Monte – Para o homem bíblico, o “monte” era o
lugar sagrado por excelência: a meio caminho entre a Terra e o Céu, era o lugar
ideal para o encontro do homem com o mundo divino. É, portanto, no monte que
Deus Se revela ao homem e lhe apresenta os seus projetos.
Catequese – A Transfiguração é uma catequese
sobre Jesus, o Filho amado de Deus, que através da cruz concretiza um projeto
de vida. O episódio está cheio de referências ao Antigo Testamento. O “monte”
situa-nos num contexto de revelação (é “no monte” que Deus Se revela e que faz
aliança com o seu Povo); a “mudança” do rosto e as vestes de brancura
resplandecente recordam o resplendor de Moisés, ao descer do Sinai (Ex 34,29);
a nuvem indica a presença de Deus conduzindo o seu Povo através do deserto (Ex
40,35; Nm 9,18.22;10,34). Moisés e Elias representam a Lei e os Profetas (que
anunciam Jesus e que permitem entender Jesus); além disso, são personagens que,
de acordo com a catequese judaica, deviam aparecer no “dia do Senhor”, quando
se manifestasse a salvação definitiva (Dt 18,15-18; Mal 3,22-23). Eles falam
com Jesus sobre a sua “morte” (“exodon” – “partida”) que ia dar-se em
Jerusalém. A palavra usada por Lucas situa-nos no contexto do “êxodo”: a morte
próxima de Jesus é, pois, vista por Lucas como uma morte libertadora, que trará
o Povo de Deus da terra da escravidão para a terra da liberdade.
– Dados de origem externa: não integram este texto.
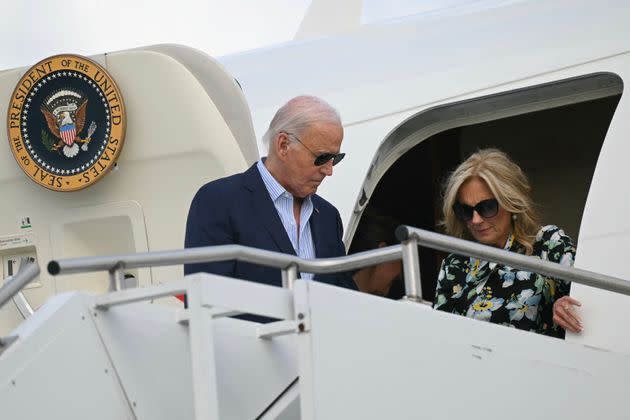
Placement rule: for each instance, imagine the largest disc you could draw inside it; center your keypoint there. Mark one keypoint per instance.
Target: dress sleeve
(447, 290)
(554, 246)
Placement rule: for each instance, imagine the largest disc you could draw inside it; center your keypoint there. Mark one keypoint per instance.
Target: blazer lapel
(315, 222)
(263, 207)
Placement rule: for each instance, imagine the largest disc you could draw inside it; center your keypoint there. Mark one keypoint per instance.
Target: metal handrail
(523, 262)
(13, 286)
(289, 264)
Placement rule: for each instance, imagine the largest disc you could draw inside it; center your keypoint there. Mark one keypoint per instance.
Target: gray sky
(34, 29)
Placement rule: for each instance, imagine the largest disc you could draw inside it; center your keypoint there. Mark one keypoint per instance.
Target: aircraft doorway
(557, 147)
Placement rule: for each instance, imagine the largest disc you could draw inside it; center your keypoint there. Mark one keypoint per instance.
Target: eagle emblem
(65, 112)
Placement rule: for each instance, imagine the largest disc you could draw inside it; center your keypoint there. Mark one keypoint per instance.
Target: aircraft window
(554, 132)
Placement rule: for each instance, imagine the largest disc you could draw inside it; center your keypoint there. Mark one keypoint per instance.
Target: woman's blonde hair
(508, 184)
A Nova Aliança – A mensagem fundamental, portanto, é esta:
Jesus é o Filho amado de Deus, através de Quem o Pai oferece aos homens uma
proposta de aliança e de libertação. O Antigo Testamento (Lei e Profetas) e as
figuras de Moisés e Elias apontam para Jesus e anunciam a salvação definitiva
que n’Ele irá acontecer. Essa libertação definitiva irá acontecer na cruz, quando
Jesus cumprir integralmente o seu destino de entrega, de dom, de amor total. É
esse o “novo êxodo”, o dia da libertação definitiva do Povo de Deus. E o “sono”
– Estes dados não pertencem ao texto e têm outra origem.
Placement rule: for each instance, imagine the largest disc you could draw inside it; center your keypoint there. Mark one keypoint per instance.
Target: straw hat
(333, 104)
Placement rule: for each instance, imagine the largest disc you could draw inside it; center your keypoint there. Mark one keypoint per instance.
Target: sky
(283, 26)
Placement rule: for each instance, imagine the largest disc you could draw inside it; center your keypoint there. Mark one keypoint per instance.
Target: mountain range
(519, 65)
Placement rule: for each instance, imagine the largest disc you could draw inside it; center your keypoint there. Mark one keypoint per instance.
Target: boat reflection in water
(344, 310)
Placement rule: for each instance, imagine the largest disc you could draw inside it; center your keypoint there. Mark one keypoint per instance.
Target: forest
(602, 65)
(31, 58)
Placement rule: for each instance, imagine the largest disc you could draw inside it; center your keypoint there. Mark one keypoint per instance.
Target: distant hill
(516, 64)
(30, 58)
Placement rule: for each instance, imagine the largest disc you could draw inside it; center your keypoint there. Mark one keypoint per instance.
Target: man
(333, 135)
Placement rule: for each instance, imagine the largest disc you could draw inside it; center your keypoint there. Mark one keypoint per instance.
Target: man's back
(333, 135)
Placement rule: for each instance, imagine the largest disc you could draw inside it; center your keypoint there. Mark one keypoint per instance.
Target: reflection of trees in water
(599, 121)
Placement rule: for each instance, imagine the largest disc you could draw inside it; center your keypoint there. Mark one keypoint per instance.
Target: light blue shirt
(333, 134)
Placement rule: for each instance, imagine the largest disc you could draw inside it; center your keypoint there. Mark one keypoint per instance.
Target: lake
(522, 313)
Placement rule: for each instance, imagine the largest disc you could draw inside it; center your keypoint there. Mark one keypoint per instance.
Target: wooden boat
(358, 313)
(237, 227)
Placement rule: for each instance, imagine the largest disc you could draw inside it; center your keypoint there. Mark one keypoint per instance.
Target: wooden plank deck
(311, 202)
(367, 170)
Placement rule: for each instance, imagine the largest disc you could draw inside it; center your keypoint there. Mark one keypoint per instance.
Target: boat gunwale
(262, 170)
dos discípulos e as “tendas”? O “sono” é simbólico: os discípulos “dormem” porque
não querem entender que a “glória” do Messias tenha de passar pela experiência
da cruz e da entrega da vida; a construção das “tendas” (alusão à “Festa das Tendas”,
em que se celebrava o tempo do êxodo, quando o Povo de Deus habitou em tendas,
no deserto) parece significar que os discípulos queriam deter-se nesse momento
de revelação gloriosa, de festa, ignorando o destino de sofrimento de Jesus.